Some very worrying news about the spread of the Ash Dieback disease in East Anglia today. Some excerpts from the article, plus additional links below.
Ministers have confirmed that 100,000 trees have been destroyed to try to prevent the spread of the deadly ash dieback disease. A ban on the import of ash trees came into force on Monday and an expert tree disease taskforce has been established.
The Chalara fraxinea fungus, which causes Chalara dieback - also known as ash dieback - has already killed 90% of ash trees in Denmark.
The disease was first spotted in the UK in February, at a nursery in Buckinghamshire, and was subsequently identified in other nurseries and newly planted areas.
But it has now been found in the wider countryside in East Anglia, sparking concerns the disease, which has the potential to devastate the UK's ash tree population, has spread to mature trees.
Shadow environment secretary Mary Creagh accused the government of "dithering" over the summer. "Why did ministers sit back, cross their fingers and wait until the disease was found in the wild in June?" she asked. "After the forest sell-off fiasco, this incompetent government has been asleep on the job with ash dieback."
Experts say that if the disease becomes established, then ash dieback could have a similar impact on the landscape as Dutch elm disease had in the 1970s.

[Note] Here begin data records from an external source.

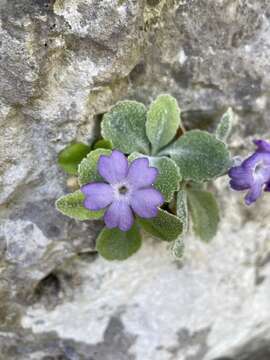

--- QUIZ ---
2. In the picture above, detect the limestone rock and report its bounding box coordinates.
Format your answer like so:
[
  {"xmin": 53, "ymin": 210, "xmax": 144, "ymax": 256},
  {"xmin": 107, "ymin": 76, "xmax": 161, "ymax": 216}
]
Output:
[{"xmin": 0, "ymin": 0, "xmax": 270, "ymax": 360}]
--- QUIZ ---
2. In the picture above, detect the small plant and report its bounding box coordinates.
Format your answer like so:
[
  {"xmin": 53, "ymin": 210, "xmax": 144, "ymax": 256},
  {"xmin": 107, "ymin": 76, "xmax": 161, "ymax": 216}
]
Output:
[{"xmin": 56, "ymin": 95, "xmax": 233, "ymax": 260}]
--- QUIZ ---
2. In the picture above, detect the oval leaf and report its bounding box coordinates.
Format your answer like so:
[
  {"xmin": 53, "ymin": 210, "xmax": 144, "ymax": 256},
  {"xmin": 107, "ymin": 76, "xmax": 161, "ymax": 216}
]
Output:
[
  {"xmin": 101, "ymin": 100, "xmax": 149, "ymax": 154},
  {"xmin": 128, "ymin": 153, "xmax": 181, "ymax": 202},
  {"xmin": 58, "ymin": 143, "xmax": 91, "ymax": 175},
  {"xmin": 172, "ymin": 189, "xmax": 188, "ymax": 259},
  {"xmin": 146, "ymin": 95, "xmax": 180, "ymax": 154},
  {"xmin": 176, "ymin": 189, "xmax": 188, "ymax": 233},
  {"xmin": 138, "ymin": 209, "xmax": 183, "ymax": 241},
  {"xmin": 55, "ymin": 190, "xmax": 104, "ymax": 220},
  {"xmin": 188, "ymin": 189, "xmax": 219, "ymax": 241},
  {"xmin": 171, "ymin": 235, "xmax": 185, "ymax": 259},
  {"xmin": 162, "ymin": 130, "xmax": 230, "ymax": 182},
  {"xmin": 78, "ymin": 149, "xmax": 111, "ymax": 186},
  {"xmin": 96, "ymin": 224, "xmax": 142, "ymax": 260},
  {"xmin": 216, "ymin": 108, "xmax": 234, "ymax": 142}
]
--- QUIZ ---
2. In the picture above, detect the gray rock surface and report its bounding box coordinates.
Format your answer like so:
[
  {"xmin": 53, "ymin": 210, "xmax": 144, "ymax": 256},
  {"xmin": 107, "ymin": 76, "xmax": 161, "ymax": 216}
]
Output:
[{"xmin": 0, "ymin": 0, "xmax": 270, "ymax": 360}]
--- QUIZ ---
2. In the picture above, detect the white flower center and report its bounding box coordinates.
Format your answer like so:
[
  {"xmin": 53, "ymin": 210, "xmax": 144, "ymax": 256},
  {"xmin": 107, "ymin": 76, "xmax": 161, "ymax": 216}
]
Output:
[{"xmin": 113, "ymin": 182, "xmax": 131, "ymax": 202}]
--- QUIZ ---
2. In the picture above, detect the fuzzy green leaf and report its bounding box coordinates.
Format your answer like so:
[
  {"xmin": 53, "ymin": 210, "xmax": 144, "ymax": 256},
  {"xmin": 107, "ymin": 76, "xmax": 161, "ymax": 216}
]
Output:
[
  {"xmin": 138, "ymin": 209, "xmax": 183, "ymax": 241},
  {"xmin": 176, "ymin": 189, "xmax": 188, "ymax": 233},
  {"xmin": 216, "ymin": 108, "xmax": 234, "ymax": 142},
  {"xmin": 172, "ymin": 189, "xmax": 189, "ymax": 259},
  {"xmin": 128, "ymin": 153, "xmax": 181, "ymax": 202},
  {"xmin": 162, "ymin": 130, "xmax": 230, "ymax": 182},
  {"xmin": 58, "ymin": 143, "xmax": 91, "ymax": 175},
  {"xmin": 188, "ymin": 189, "xmax": 219, "ymax": 242},
  {"xmin": 78, "ymin": 149, "xmax": 111, "ymax": 186},
  {"xmin": 101, "ymin": 100, "xmax": 149, "ymax": 154},
  {"xmin": 93, "ymin": 139, "xmax": 112, "ymax": 150},
  {"xmin": 55, "ymin": 190, "xmax": 104, "ymax": 220},
  {"xmin": 146, "ymin": 95, "xmax": 181, "ymax": 154},
  {"xmin": 97, "ymin": 224, "xmax": 142, "ymax": 260},
  {"xmin": 171, "ymin": 235, "xmax": 185, "ymax": 259}
]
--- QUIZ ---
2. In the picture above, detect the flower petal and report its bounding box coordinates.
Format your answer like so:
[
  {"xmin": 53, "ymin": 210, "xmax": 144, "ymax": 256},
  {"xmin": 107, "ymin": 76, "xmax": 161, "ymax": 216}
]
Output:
[
  {"xmin": 104, "ymin": 201, "xmax": 134, "ymax": 231},
  {"xmin": 127, "ymin": 158, "xmax": 158, "ymax": 189},
  {"xmin": 253, "ymin": 139, "xmax": 270, "ymax": 152},
  {"xmin": 81, "ymin": 182, "xmax": 113, "ymax": 211},
  {"xmin": 98, "ymin": 150, "xmax": 128, "ymax": 184},
  {"xmin": 245, "ymin": 182, "xmax": 262, "ymax": 205},
  {"xmin": 130, "ymin": 188, "xmax": 164, "ymax": 219},
  {"xmin": 228, "ymin": 165, "xmax": 253, "ymax": 190}
]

This outbreak resulted in the death of most mature English elm by the 1980s. Elms have recovered to some extent but in some cases only through careful husbandry.
Visible symptoms of ash dieback include leaf loss and crown dieback in affected trees and it can lead to tree death.
Experts are urging people to report suspected cases of dieback in order to prevent the spread of the disease to the wider environment becoming established.
An app, ASHTAG, has been launched to try and map the spread of the disease by allowing users to upload pictures and report possible sightings to a team who will pass any information to the Forestry Commission.